La acrecentada pasión por los
fármacos viene a ser la asíntota del progreso en los países desarrollados
El acto médico encierra —por sí
mismo— un efecto muy perverso desde el punto de vista económico: en este caso
la oferta y la demanda se hallan en las mismas manos. El doctor ofrece sus
servicios al paciente, pero para ello demanda análisis, tacs, cultivos,
radiografías, endoscopias, colonoscopias, etcétera, ofrece salud y la demanda
simultáneamente a través de las pruebas. Cuanto más competente pretende ser el
médico más tiende a arruinar el sistema sanitario. Cuánto más se empeña en
curar más cuestiona el funcionamiento del modelo que sin solución tiende a
empeñarse interminablemente.
Pero hay más. Esta perversión sanitaria no
acabará por entero en sí misma, sino que llega a empeorar gravemente con el
acendrado trabajo de las compañías farmacéuticas que en su vivo propósito por
aumentar la clientela resaltan enfermedades nuevas con la colaboración
voluntaria o no de las publicaciones y estudios especializados. De este modo,
fatalmente, el orden farmacéutico pasa a ser un creador de desorden. Desorden
farmacológico en el consumo de la población porque a más número de enfermos,
reales o imaginarios, mayores beneficios para la cadena de laboratorios y las
farmacias. ¿Cómo no esperar pues que, con el tiempo, la totalidad de la
población se convierta en sick victims?
Ciertamente, esta acrecentada pasión
viene a ser la asíntota del progreso en los países desarrollados. El
crecimiento del gasto en sanidad se enarbola como índice del bienestar social.
Pero, efectivamente, la medicina perversa también crea su malestar e incluso su
crimen. Lesiona, pervierte y puede empeorar al individuo.
De
hecho, casi todos los habitantes occidentales ya nos relacionamos
cotidianamente en cuanto enfermos. Enfermos de algo o sospechosos de
diagnósticos adversos. El famoso DSM, libro donde se describen
todas las enfermedades psiquiátricas conocidas, no deja de aumentar sus páginas
en nuevas ediciones.
Se
puede estar loco de amor o loco de remate. Pero eso era antes: ahora se es
sujeto de tratamiento psiquiátrico casi por cualquier cosa. Se trata con psicótropos
el hambre, la gula, el duelo o la tristeza, la pena de un fracaso, la
excitación del éxito, el tedio o el temor a la muerte.
Muy significativamente, ha crecido
hasta porcentajes superiores al 30% el llamado déficit de atención atribuido a
los escolares. ¿Déficit de atención? ¿Hiperactividad? Realmente si estos niños
concentraran la atención en un asunto en vez de desparramarla o fueran menos
activos no podrían vivir en el mundo disperso y poblado de estimulaciones que
existe. Se les llama enfermos pero, en realidad, son actuales.

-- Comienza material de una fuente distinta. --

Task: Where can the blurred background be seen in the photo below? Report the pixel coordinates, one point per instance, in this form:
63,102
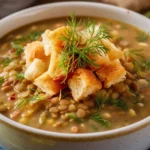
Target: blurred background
9,6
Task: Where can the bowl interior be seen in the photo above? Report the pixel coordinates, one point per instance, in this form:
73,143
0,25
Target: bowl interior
81,9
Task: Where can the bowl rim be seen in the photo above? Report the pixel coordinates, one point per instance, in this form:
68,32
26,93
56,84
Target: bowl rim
67,136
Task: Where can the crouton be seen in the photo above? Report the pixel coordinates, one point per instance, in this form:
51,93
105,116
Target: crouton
83,83
52,41
36,68
112,73
34,50
47,84
113,53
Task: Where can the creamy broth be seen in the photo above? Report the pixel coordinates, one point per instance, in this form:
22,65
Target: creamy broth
40,114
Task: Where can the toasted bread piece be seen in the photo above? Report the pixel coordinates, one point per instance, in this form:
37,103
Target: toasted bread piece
51,40
83,83
35,50
112,73
54,70
114,52
47,84
36,68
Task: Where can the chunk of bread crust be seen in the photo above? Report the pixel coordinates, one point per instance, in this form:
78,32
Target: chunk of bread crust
35,50
36,68
47,84
83,83
112,73
114,52
52,41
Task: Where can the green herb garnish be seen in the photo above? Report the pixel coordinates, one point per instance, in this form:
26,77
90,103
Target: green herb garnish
5,61
75,55
74,117
142,36
20,76
99,119
1,80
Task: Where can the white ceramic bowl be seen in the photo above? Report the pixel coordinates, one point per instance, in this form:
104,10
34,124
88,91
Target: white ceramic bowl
15,135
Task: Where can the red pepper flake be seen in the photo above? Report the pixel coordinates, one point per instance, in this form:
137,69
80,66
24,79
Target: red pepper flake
11,50
11,98
15,82
6,83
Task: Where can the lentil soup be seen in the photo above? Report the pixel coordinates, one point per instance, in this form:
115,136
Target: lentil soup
106,85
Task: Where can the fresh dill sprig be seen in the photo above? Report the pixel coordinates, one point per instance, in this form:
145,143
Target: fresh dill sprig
142,36
99,119
74,55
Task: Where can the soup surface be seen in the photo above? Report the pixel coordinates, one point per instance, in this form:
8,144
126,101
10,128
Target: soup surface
87,98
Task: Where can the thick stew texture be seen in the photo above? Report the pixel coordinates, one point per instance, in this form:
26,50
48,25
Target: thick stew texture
75,75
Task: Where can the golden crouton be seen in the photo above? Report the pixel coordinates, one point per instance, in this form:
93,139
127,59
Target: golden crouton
36,68
47,84
83,83
52,41
34,50
112,73
113,53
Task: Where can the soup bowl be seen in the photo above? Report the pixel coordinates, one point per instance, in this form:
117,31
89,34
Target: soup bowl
17,136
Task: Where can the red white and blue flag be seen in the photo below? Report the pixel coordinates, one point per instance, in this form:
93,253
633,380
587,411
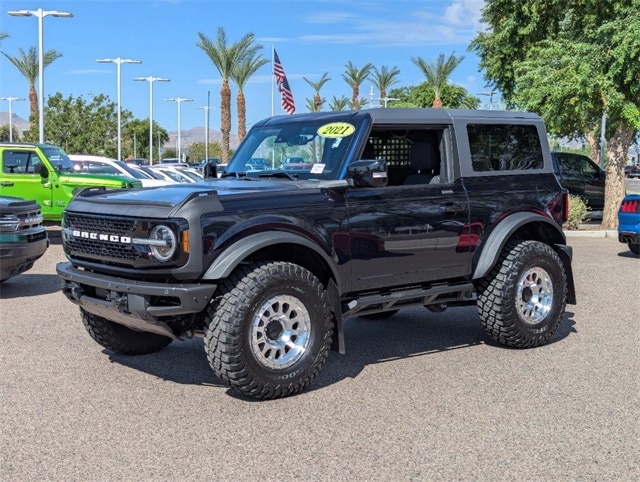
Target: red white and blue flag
283,85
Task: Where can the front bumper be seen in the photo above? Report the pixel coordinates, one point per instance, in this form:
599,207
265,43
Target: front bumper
139,305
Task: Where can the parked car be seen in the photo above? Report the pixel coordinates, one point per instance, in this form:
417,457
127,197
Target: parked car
85,163
632,171
23,238
629,222
45,173
581,177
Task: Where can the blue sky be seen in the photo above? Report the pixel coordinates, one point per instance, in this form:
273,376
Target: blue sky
311,37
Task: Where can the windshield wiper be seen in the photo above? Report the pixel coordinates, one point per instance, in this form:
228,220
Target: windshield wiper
237,175
283,174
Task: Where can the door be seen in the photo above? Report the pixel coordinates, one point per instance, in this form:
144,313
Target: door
20,179
402,235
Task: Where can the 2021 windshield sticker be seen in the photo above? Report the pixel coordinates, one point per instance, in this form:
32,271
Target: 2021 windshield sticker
336,130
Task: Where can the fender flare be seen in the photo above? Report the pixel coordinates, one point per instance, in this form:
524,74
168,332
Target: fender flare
237,252
493,245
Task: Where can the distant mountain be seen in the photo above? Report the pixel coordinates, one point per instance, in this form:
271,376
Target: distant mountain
17,121
197,134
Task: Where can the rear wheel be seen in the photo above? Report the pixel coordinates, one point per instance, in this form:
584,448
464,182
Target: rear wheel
121,339
522,300
269,330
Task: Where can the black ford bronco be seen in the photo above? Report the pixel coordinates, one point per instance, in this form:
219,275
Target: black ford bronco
383,209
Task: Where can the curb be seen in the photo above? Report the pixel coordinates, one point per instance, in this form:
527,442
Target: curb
602,233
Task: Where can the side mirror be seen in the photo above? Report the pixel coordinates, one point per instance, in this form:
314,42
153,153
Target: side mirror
42,170
368,173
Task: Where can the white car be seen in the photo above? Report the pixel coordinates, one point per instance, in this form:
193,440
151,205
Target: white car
89,164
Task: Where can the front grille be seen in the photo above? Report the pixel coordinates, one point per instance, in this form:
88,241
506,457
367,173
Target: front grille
99,249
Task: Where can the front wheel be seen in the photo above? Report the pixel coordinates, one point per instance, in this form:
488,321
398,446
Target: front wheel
121,339
522,301
269,330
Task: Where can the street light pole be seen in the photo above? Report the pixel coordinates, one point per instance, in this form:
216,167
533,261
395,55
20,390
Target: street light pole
179,100
40,14
10,99
206,109
151,80
118,61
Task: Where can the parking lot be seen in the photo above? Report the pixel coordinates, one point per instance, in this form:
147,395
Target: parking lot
420,396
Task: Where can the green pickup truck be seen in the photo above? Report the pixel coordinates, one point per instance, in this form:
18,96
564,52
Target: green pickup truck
44,173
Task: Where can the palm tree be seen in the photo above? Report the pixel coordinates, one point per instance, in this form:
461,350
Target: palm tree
28,65
339,103
225,57
437,73
354,77
318,101
248,65
385,78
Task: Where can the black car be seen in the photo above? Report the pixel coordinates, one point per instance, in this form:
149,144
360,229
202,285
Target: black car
581,177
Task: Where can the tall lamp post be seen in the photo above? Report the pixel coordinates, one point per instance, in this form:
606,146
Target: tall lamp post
151,80
40,14
10,99
179,100
118,61
206,130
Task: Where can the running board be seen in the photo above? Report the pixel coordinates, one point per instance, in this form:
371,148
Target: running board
438,295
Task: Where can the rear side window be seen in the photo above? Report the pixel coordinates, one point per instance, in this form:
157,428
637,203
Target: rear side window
504,147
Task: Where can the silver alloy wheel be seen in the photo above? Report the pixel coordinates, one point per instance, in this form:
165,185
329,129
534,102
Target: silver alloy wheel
534,295
280,332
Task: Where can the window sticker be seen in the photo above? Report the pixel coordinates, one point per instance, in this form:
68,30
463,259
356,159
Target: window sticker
336,130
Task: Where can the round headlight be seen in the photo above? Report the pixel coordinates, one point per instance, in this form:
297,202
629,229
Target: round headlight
163,242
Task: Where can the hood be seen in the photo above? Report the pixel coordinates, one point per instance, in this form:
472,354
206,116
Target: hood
167,200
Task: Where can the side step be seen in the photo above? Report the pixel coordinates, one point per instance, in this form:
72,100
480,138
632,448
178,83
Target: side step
437,295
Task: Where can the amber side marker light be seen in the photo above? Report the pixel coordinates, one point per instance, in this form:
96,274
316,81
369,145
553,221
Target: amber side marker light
185,241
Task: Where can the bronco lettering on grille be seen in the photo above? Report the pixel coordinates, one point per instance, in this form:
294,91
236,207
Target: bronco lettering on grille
112,238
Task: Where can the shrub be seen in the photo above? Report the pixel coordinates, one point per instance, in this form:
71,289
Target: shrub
578,210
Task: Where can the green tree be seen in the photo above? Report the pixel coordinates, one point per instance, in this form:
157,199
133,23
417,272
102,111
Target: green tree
354,77
135,138
197,150
423,95
384,78
224,57
28,65
437,74
570,61
80,126
339,103
318,101
251,60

Sin duda, característico de la época
es perseguir ansiosamente la salud a la manera de los mendigos que han de
buscarse de una u otra forma, exasperadamente, la supervivencia. La dietética o
la gimnasia, el pilates y los balnearios, los vegetales o los minerales, todo
forma parte de un envolvente y complejo universo terapéutico. De hecho, pasará
por irresponsable aquel que no se está procurando algún remedio apropiado,
preventivo o no, para salvarse de las mil patologías que nos acechan.
El mundo, por fin, es radicalmente
inmundo, y nosotros sus condenados internos. Todos, pacientes en cuanto seres
vivos que denodadamente han de sortear la muerte que bulle incluso entre las
flores.
Porque todos los demás, los
descuidados o indolentes, van dejando de formar parte de la consciencia
moderna. ¿El malestar en la cultura? Esta es la cultura del malestar a todo
trance y la gran ocasión para entregarnos concienzudamente a ser cultos
cuidándonos. ¿Hasta dónde? Hasta que un accidente fatal, en absoluto
previsible, venga a ensañarse con nosotros. Pero entonces, incluso, como sucede
con la aparición de un cáncer, nos caerá encima la responsabilidad de luchar
sin desmayo contra el Mal para (¿indefinidamente?) salvarnos.